"Dry" means that there was not enough epoxy to fully fill the interstices (spaces between fibers) of the fiberglas / carbon cloth. In effect, this means there is inadequate bonding between the fibers, because there is no epoxy between some of the fibers - nothing to bond them together. It is sloppy build, skimping on epoxy by not fully "wetting" the cloth (i.e., saturating it with epoxy before slapping it together in the mold). There are other lay-up flaws that I won't elaborate on here, but that is the meaning of "dry".

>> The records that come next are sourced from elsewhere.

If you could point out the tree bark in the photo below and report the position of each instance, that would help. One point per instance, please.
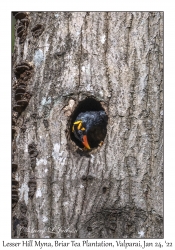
(114, 190)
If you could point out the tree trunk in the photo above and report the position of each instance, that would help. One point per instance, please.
(68, 62)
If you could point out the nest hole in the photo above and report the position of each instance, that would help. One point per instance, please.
(94, 140)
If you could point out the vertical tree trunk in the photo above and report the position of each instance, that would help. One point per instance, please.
(114, 190)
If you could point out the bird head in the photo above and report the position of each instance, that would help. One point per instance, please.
(80, 133)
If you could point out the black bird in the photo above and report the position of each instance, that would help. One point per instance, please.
(90, 128)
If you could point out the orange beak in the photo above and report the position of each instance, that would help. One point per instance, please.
(85, 142)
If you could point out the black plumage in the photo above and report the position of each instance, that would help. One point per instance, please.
(93, 125)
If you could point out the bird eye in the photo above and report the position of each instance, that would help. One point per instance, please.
(88, 124)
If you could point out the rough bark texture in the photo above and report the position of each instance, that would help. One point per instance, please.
(113, 191)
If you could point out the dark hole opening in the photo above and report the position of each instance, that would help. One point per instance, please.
(96, 134)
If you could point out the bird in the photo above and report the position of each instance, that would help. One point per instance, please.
(90, 128)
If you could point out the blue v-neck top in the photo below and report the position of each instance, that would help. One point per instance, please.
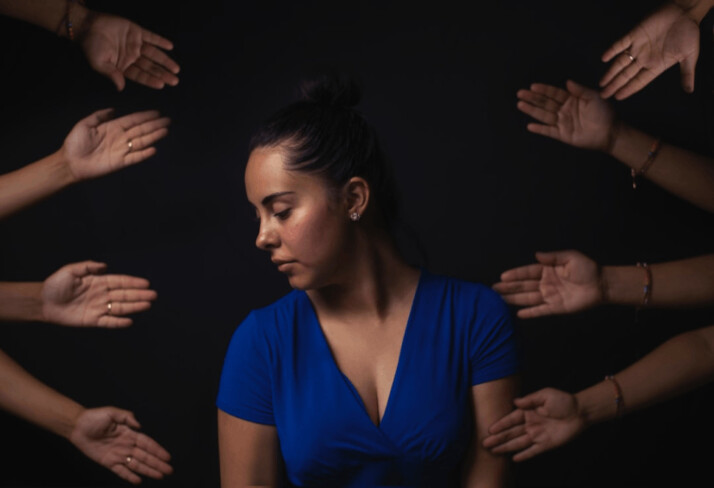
(280, 371)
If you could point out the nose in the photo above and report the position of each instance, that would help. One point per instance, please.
(267, 237)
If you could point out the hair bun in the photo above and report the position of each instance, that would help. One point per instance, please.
(332, 88)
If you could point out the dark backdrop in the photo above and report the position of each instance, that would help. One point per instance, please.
(480, 191)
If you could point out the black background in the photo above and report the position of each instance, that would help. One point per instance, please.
(480, 191)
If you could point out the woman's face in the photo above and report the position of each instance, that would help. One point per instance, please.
(303, 225)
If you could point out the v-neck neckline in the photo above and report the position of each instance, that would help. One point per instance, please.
(348, 383)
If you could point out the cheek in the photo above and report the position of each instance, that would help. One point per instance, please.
(316, 236)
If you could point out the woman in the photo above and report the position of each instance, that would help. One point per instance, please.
(371, 372)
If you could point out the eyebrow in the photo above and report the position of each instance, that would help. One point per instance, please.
(265, 201)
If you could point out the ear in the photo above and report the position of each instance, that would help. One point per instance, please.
(356, 192)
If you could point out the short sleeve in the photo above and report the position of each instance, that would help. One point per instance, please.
(245, 389)
(493, 345)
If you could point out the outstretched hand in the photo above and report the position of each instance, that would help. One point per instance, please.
(107, 436)
(578, 116)
(561, 282)
(664, 38)
(119, 48)
(542, 421)
(98, 145)
(80, 295)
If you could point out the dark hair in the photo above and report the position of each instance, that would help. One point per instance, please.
(324, 134)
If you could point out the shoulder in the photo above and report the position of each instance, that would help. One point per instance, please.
(467, 295)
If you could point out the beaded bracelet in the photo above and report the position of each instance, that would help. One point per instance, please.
(619, 400)
(651, 155)
(647, 289)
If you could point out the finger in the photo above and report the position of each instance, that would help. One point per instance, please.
(111, 72)
(156, 40)
(642, 79)
(537, 311)
(537, 113)
(538, 100)
(142, 77)
(139, 467)
(550, 91)
(553, 258)
(125, 417)
(86, 268)
(157, 467)
(511, 287)
(148, 127)
(159, 57)
(127, 308)
(516, 444)
(524, 299)
(149, 445)
(139, 156)
(514, 418)
(504, 436)
(111, 322)
(529, 402)
(98, 117)
(156, 70)
(117, 282)
(529, 272)
(125, 473)
(619, 46)
(530, 452)
(124, 295)
(686, 68)
(619, 64)
(142, 142)
(128, 121)
(578, 90)
(621, 79)
(544, 130)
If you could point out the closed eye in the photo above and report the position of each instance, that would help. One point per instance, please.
(284, 214)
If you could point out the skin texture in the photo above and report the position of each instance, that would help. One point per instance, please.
(362, 293)
(115, 47)
(108, 435)
(96, 146)
(662, 39)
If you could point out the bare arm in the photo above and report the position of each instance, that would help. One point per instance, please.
(683, 173)
(491, 401)
(249, 453)
(106, 435)
(97, 145)
(550, 418)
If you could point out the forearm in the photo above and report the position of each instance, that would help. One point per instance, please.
(678, 365)
(683, 173)
(34, 182)
(686, 282)
(695, 9)
(21, 301)
(23, 395)
(48, 14)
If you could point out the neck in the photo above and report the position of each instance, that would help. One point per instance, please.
(377, 280)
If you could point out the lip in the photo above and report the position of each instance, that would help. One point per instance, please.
(282, 263)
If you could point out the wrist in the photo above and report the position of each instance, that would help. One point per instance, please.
(74, 21)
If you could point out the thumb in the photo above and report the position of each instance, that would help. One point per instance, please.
(124, 417)
(686, 68)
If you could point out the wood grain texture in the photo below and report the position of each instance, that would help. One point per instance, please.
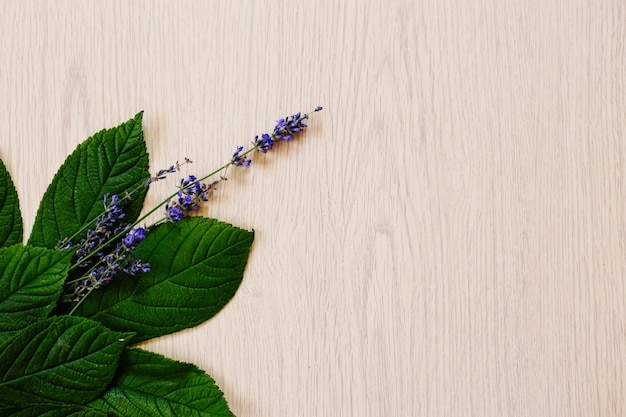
(448, 239)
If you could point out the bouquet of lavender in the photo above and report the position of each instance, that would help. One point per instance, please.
(94, 279)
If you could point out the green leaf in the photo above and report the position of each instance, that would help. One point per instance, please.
(149, 385)
(31, 281)
(11, 228)
(52, 410)
(112, 161)
(196, 268)
(58, 360)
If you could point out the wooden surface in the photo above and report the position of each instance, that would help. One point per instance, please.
(446, 240)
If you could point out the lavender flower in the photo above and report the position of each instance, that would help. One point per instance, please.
(189, 199)
(97, 263)
(240, 160)
(264, 144)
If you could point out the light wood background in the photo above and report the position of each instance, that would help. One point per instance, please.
(448, 239)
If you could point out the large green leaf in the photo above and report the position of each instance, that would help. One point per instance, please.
(31, 281)
(112, 161)
(58, 360)
(11, 228)
(52, 410)
(149, 385)
(197, 266)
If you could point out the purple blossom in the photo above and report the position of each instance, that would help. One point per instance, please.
(189, 199)
(98, 258)
(264, 144)
(240, 160)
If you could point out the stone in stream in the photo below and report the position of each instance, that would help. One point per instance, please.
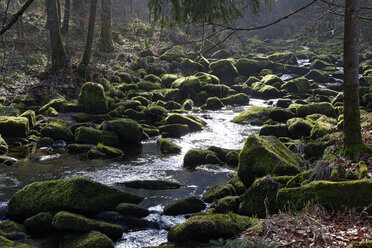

I'll agree with Caleb that the K 11'5 is a windsurfing board. It'll show you some glide in waves with light wind, fun for that, but when the wind picks up it'll go. Longboard style of "go" - kind of bounding over waves and swell - but it'll go, planing into and out of jibes. Of course in flat water it likes broad drawn out affairs (long outline, overhanging duck tail). In waves / swells, it'll slash and carve pretty neatly - not like an 85L FSW, but better than you'd think. Real fun.
I've sailed SUP's that I thought were going to break in half once I got them planing, feeling all the board flex. You can feel the K 11'5 flex, but it's a solid board.
I have little doubt that a good surfer / SUP'er could show us a thing or two on the K 11'5. If Robby could loop an Equipe, Kelly Slater could barrel roll a K 11'5, I've no doubt. But I agree with Caleb, if you're not quite that good, and SUP is your main mode, I probably would test ride the K 11'5 but it's probably not your thing. If you want to surf sail (gliding), plane in the surf, and maybe do a little paddling on complete no-wind days...and do all of that with just one board, the K 11'5 would be a compelling choice.